A Faith in Pakistan

On Tuesday evening I had the pleasure of introducing Father James Channan, URI’s Regional Coordinator for Pakistan, at a reception in his honor. After covering a few background facts—his degrees in Islamic Studies and Arabic Language and Counseling and his role as a founder of URI Pakistan I tried to give the audience some context for his forthcoming address.


"You will hear Father Channan often use words like 'peace, tolerance, harmony.'  Words that could sound slightly hollow to an American audience.  But in a land where, because of what you believe about God, your house might be burned to the ground, you might be falsely accused of blasphemy, you might be blown to bits by a bomb, or beaten to death by a mob, 'peace, tolerance, harmony' are muscular, risky and dangerous words. This is the kind of life that Father Channan lives, and this is at the core of URI's agenda in Pakistan.


A couple of years ago there was a devastating earthquake in a remote Pakistani mountain range. So remote that relief workers at first couldn't get to the victims. Among the first responders up the mountain was a small group of URI folks with blankets and tents, with Father Channan providing the leadership.


Last year 11 million Pakistanis were displaced by massive flooding.  Among the first responders with medicine and supplies was a URI contingent under the leadership of Father James.


When Pakistan came into being in 1947/8, 24 percent of its land was forest.

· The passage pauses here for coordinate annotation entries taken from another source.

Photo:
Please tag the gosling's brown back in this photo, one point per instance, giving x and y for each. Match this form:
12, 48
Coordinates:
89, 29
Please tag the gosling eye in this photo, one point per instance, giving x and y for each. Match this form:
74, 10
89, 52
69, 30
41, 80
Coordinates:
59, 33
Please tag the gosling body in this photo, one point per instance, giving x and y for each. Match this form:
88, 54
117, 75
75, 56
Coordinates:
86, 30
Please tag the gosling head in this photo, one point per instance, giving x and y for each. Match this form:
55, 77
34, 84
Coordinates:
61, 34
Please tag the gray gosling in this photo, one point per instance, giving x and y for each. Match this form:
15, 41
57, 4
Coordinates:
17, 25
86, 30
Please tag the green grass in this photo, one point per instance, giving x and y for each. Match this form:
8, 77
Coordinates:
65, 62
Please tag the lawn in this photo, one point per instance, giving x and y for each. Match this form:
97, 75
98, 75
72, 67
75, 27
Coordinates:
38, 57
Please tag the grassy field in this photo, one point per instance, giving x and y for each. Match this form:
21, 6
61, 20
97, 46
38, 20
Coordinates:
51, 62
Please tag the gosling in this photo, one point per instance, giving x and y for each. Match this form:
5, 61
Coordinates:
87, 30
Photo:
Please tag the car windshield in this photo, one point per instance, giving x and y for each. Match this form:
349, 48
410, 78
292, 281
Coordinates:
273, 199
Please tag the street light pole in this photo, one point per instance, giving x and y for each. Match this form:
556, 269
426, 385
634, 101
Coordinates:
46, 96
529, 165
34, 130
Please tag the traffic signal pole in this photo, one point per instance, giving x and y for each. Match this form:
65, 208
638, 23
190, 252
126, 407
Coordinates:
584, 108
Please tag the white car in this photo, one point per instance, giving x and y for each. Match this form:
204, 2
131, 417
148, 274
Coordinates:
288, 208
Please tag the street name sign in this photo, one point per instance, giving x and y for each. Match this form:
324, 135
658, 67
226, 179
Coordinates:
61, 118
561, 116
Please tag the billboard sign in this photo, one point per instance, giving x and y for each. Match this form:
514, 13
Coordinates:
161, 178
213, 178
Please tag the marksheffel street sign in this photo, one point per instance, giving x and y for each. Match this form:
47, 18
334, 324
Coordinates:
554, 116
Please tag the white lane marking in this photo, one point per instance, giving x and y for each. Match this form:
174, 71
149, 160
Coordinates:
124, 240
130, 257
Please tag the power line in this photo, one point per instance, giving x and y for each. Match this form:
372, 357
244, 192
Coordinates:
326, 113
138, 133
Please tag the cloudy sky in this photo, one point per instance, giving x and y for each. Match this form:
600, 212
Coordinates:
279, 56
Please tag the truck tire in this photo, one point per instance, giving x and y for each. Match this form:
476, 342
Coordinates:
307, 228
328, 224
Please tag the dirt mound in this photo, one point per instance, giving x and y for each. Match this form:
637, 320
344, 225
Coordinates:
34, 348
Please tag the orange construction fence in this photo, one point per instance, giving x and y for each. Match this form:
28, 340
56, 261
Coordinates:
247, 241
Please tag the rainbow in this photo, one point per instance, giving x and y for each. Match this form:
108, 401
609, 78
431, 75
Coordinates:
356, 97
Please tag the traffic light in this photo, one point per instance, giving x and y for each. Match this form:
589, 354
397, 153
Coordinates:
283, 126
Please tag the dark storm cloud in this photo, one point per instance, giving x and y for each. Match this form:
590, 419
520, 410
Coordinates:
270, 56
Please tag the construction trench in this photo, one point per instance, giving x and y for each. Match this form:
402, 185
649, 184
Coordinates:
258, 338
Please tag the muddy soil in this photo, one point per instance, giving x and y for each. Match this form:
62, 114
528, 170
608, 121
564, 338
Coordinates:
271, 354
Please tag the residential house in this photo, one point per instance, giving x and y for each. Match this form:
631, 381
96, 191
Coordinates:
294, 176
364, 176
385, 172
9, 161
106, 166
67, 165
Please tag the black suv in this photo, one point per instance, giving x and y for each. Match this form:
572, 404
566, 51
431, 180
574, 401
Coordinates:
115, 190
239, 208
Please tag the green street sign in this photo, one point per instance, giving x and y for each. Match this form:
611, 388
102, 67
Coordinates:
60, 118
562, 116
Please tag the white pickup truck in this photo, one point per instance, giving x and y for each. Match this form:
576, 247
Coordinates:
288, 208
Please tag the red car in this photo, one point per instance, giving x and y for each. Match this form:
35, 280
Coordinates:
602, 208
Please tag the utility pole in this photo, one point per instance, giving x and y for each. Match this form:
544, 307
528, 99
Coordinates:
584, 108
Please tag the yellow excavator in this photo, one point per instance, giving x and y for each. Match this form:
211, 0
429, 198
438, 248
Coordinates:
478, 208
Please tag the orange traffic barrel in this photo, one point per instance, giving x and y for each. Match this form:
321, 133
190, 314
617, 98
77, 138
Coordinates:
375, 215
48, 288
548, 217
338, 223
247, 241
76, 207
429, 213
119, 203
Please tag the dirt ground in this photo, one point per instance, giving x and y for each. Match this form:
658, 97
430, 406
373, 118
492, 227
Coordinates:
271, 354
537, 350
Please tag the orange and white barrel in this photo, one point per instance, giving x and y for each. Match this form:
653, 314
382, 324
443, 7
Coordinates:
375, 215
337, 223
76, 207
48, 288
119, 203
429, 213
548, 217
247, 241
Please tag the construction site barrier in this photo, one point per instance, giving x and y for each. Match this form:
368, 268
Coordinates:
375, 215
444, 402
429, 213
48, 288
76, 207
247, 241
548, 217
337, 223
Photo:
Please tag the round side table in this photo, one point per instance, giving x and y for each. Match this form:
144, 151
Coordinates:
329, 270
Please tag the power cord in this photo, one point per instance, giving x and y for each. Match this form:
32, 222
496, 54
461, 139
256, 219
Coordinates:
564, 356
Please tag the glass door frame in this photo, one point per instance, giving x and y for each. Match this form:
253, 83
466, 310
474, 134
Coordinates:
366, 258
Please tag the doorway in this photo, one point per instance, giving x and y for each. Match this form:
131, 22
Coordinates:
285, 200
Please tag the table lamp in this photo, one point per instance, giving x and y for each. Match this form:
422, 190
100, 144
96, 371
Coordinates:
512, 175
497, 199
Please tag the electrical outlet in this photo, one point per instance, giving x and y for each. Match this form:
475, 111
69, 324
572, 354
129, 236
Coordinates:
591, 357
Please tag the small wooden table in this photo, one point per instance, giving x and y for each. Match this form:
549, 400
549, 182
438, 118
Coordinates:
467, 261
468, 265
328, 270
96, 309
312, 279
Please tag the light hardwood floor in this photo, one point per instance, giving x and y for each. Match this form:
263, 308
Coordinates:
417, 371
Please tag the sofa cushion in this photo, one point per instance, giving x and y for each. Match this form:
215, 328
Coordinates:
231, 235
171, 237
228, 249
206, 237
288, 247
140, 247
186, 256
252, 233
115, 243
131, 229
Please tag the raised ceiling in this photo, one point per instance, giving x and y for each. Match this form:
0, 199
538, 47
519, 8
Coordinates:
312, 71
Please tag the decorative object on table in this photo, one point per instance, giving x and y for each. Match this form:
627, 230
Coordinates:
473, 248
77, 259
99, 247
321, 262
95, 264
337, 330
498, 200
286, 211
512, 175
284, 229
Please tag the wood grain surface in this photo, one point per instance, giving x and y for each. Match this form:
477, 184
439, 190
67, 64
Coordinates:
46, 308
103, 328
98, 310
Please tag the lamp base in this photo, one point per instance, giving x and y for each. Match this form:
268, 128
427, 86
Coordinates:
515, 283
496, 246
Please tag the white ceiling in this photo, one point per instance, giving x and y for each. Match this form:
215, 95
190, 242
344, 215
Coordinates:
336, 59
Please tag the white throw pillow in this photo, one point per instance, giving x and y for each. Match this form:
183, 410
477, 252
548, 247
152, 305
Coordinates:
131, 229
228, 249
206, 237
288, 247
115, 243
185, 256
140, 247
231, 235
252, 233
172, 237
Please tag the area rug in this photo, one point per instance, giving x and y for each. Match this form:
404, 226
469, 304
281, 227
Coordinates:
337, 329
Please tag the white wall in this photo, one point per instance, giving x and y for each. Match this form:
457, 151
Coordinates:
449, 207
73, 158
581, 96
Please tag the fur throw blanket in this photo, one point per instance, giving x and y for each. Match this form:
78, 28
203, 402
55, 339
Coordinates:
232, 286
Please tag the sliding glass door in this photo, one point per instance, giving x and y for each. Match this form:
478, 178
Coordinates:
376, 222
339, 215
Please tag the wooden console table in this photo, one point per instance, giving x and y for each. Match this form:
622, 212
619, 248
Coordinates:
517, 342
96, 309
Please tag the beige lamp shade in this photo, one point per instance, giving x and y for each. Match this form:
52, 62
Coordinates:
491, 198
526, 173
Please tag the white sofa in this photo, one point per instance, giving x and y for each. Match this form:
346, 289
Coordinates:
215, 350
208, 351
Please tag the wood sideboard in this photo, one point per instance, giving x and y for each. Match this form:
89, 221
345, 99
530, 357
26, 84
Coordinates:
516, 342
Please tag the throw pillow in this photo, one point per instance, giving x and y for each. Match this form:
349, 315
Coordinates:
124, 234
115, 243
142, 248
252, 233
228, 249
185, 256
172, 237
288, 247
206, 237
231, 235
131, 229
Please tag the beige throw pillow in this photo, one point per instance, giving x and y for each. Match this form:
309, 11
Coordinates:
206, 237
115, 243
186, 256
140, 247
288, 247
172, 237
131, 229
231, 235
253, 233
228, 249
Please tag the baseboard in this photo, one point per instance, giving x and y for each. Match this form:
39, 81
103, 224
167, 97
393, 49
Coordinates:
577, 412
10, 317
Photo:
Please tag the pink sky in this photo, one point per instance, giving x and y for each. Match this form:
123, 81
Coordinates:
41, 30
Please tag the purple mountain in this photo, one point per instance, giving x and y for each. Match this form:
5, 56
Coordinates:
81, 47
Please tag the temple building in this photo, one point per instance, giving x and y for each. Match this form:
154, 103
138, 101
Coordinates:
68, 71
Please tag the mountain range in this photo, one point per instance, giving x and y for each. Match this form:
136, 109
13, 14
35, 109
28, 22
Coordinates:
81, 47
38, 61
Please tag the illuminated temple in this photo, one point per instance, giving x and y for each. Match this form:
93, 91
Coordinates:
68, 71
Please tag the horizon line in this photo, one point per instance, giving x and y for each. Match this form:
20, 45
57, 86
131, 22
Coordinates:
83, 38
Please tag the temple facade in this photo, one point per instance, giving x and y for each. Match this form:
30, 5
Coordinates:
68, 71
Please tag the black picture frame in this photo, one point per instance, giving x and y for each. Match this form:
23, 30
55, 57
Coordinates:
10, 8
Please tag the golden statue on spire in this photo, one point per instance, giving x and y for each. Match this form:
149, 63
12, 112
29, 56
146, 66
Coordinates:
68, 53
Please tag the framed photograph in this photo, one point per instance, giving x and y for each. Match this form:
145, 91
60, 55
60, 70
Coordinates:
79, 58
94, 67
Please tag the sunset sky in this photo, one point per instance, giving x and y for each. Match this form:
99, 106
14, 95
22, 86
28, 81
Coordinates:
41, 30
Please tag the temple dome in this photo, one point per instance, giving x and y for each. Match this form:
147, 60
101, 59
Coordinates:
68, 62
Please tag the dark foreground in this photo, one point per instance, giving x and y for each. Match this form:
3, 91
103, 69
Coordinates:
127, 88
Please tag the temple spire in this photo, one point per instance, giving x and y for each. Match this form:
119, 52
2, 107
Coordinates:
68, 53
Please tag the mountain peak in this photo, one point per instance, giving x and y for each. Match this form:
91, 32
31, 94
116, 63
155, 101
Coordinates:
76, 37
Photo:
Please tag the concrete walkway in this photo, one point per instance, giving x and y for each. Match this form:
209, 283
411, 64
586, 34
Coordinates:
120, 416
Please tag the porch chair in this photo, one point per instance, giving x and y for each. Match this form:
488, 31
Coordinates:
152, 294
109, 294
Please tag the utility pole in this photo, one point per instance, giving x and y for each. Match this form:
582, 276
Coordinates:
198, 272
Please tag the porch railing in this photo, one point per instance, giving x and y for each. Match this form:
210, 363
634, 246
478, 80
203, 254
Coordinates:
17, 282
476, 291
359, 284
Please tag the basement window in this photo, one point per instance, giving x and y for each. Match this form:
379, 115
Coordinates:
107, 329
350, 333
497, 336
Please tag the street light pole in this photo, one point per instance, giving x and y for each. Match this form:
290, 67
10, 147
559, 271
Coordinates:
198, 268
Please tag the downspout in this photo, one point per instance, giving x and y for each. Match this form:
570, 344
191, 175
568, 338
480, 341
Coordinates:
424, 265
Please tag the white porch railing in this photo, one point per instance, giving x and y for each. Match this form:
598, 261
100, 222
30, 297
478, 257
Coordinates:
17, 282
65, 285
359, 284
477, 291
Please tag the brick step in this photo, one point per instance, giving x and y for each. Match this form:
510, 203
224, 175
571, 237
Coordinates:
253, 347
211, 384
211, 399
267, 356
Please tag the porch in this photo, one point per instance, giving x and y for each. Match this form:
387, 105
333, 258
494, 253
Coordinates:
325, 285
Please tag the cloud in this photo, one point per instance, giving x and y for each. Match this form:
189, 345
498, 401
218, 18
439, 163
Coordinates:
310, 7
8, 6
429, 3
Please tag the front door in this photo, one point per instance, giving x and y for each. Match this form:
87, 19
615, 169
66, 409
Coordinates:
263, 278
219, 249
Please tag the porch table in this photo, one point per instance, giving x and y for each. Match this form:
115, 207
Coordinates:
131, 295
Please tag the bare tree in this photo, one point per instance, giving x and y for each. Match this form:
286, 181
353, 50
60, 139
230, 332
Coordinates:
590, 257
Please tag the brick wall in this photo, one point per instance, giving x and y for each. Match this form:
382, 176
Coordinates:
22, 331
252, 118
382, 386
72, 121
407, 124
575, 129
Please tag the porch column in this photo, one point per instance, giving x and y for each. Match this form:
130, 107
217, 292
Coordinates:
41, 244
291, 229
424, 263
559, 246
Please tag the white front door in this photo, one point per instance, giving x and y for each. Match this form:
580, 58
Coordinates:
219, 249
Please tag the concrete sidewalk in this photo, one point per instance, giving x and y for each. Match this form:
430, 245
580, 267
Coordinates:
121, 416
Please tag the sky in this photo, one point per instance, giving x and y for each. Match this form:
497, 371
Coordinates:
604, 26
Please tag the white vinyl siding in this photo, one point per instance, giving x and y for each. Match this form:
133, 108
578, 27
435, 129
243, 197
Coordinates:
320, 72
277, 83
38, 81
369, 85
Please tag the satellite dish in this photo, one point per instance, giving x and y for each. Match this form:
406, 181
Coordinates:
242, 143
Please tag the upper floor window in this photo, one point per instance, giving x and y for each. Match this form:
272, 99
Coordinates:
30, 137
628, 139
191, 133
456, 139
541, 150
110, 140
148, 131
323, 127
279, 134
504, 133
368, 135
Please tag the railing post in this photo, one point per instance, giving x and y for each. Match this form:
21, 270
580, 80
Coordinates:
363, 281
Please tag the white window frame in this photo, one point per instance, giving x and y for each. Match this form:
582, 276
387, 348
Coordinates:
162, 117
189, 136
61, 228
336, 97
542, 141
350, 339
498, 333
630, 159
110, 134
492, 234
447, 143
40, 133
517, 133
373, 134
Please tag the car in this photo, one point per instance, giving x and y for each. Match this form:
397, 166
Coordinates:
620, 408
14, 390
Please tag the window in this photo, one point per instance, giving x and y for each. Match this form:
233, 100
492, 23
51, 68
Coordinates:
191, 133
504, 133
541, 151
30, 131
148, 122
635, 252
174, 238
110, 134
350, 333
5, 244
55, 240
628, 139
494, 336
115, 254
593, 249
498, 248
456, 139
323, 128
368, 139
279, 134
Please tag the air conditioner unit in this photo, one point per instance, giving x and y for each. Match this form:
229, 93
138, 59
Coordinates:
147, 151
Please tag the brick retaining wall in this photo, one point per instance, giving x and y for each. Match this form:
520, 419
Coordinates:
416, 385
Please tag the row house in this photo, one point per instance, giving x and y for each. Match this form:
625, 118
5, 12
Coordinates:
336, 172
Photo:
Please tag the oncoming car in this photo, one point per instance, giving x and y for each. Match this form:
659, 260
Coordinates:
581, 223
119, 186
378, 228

Today less than 2.5 percent is forest. URI environmentalists—Christians and Muslims—are speaking out, teaching conservation and planting trees.


A couple of years ago when hundreds of homes of people from a minority religion were burned to the ground in the Swat region and some believers were burned alive, Father James and a URI group showed up in solidarity and gave charity.


And in March, one of Father Channan’s closest associates was pulled from his car and riddled with bullets. A man whom the government had put in charge of protecting the rights of religious minorities.


I can confidently predict that tonight in Pakistan there are small groups of people—Taliban, Al Qaeda—gathered to plot disaster. But let's look at the other side. There are also tonight small groups of people—URI people in Cooperation Circles—gathered to plot peace, tolerance and harmony in Pakistan. And they could use a little help from their friends.


URI’s work is essential for the health and the promise of Pakistan, and URI is blessed to have the leadership and courage of Father James Channan."


After I spoke, Father Channan got up and told how his family had lived as Hindus in that land for centuries until they converted to Christianity in the latter part of the 19th century.  He talked about going to Muslim schools as a child, and switching to Roman Catholic schools. He talked about being a priest and an interfaith leader in his country. And at his most passionate moment he said, "I love my country. I love Pakistan."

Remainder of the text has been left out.